As the girls in Washington were killed similarly to those in Los Angeles, Bianchi was immediately suspected of being one of the Hillside Stranglers.

The arrests and convictions of the Hillside Stranglers

As reported by ATI, authorities were further convinced Kenneth Bianchi was one of the Hillside Stranglers when they realized he moved to Washington State at the same time that the murders in Los Angeles abruptly stopped.

Biography reports Kenneth Bianchi admitted killing several women. However, he insisted that he was legally insane. Although it was never proven, or taken seriously by the court, Bianchi claimed he had multiple personality disorder.

Kenneth Bianchi implicated Angelo Buono as his accomplice when he realized he was facing capital punishment. He later made a deal with prosecutors, in which he admitted killing two women in Washington and five women in Los Angeles, per Biography. He further agreed to testify against his cousin in exchange for life in prison as opposed to the death penalty.

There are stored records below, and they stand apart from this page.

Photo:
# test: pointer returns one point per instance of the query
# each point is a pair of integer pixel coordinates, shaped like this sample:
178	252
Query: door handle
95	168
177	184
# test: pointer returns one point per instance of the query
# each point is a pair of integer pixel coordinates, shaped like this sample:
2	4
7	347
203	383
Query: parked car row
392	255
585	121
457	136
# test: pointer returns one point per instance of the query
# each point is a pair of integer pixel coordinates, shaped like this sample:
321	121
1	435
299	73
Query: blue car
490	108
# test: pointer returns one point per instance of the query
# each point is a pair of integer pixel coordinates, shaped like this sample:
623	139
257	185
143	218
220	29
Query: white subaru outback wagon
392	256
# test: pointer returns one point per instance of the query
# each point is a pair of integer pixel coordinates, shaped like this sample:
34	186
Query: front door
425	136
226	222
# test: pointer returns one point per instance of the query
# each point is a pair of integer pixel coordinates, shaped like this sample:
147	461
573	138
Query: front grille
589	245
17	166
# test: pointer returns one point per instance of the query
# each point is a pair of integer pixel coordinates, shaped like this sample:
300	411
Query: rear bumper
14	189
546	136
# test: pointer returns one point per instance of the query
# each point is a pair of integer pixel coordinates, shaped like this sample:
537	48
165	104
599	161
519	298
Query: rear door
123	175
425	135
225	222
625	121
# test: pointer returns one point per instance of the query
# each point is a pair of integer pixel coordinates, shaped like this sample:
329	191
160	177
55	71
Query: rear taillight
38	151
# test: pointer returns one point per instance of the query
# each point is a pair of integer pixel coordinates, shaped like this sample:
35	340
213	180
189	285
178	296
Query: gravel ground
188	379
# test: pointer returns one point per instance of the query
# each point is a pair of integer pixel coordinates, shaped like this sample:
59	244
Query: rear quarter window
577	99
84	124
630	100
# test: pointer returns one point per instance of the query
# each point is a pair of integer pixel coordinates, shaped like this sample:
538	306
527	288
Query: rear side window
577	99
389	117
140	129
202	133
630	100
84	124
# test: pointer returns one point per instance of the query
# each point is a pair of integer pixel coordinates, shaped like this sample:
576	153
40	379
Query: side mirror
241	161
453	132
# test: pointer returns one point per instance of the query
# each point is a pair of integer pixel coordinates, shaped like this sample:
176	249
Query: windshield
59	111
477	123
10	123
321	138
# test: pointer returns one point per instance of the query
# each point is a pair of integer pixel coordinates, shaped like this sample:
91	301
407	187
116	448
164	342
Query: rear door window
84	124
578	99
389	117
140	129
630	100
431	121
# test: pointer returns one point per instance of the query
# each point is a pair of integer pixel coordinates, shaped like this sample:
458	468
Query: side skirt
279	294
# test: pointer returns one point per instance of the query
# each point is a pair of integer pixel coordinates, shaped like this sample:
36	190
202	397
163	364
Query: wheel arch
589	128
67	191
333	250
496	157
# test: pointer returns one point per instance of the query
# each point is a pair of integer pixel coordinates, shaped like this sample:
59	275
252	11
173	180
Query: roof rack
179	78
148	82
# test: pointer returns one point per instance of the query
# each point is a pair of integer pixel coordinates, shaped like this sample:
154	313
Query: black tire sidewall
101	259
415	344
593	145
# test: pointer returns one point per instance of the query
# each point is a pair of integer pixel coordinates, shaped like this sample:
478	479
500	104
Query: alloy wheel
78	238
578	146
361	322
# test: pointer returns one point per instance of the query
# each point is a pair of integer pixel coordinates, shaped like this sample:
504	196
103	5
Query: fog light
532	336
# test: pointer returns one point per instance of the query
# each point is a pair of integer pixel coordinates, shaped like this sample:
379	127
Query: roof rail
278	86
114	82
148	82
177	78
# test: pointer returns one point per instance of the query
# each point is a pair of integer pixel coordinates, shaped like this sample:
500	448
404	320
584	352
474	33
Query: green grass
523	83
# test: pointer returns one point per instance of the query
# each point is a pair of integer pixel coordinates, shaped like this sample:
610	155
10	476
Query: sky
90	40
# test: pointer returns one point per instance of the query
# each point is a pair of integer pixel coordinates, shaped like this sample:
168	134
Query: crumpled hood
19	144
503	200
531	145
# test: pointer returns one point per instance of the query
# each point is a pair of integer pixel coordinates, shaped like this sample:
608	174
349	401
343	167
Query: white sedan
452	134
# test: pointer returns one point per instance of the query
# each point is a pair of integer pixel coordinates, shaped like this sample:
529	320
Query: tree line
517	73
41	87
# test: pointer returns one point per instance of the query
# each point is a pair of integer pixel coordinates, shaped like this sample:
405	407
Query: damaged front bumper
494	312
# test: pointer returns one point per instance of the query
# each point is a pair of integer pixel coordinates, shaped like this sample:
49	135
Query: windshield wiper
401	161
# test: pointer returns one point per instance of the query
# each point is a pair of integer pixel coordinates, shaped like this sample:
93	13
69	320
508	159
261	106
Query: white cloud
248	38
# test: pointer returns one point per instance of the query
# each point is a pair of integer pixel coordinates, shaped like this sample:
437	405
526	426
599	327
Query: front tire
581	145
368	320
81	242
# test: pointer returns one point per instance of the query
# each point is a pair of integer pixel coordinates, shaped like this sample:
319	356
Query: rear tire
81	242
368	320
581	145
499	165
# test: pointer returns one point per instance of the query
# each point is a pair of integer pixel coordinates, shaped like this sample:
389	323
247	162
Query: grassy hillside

Angelo Buono vehemently denied involvement in any of the Hillside Strangler killings. As reported by History, he underlined the fact that no physical evidence tied him to any of the murders. Prosecutors argued that Buono was so meticulous that his fingerprints were not even present in his own home.

Biography reports Kenneth Bianchi was ultimately sentenced to serve six life terms. Angelo Buono was sentenced to life in prison without the possibility of parole. As reported by History, Angelo Buono died in prison on September 21, 2002, at the age of 67. Kenneth Bianchi applied for, and was denied, parole in 2005. He is still alive and remains incarcerated.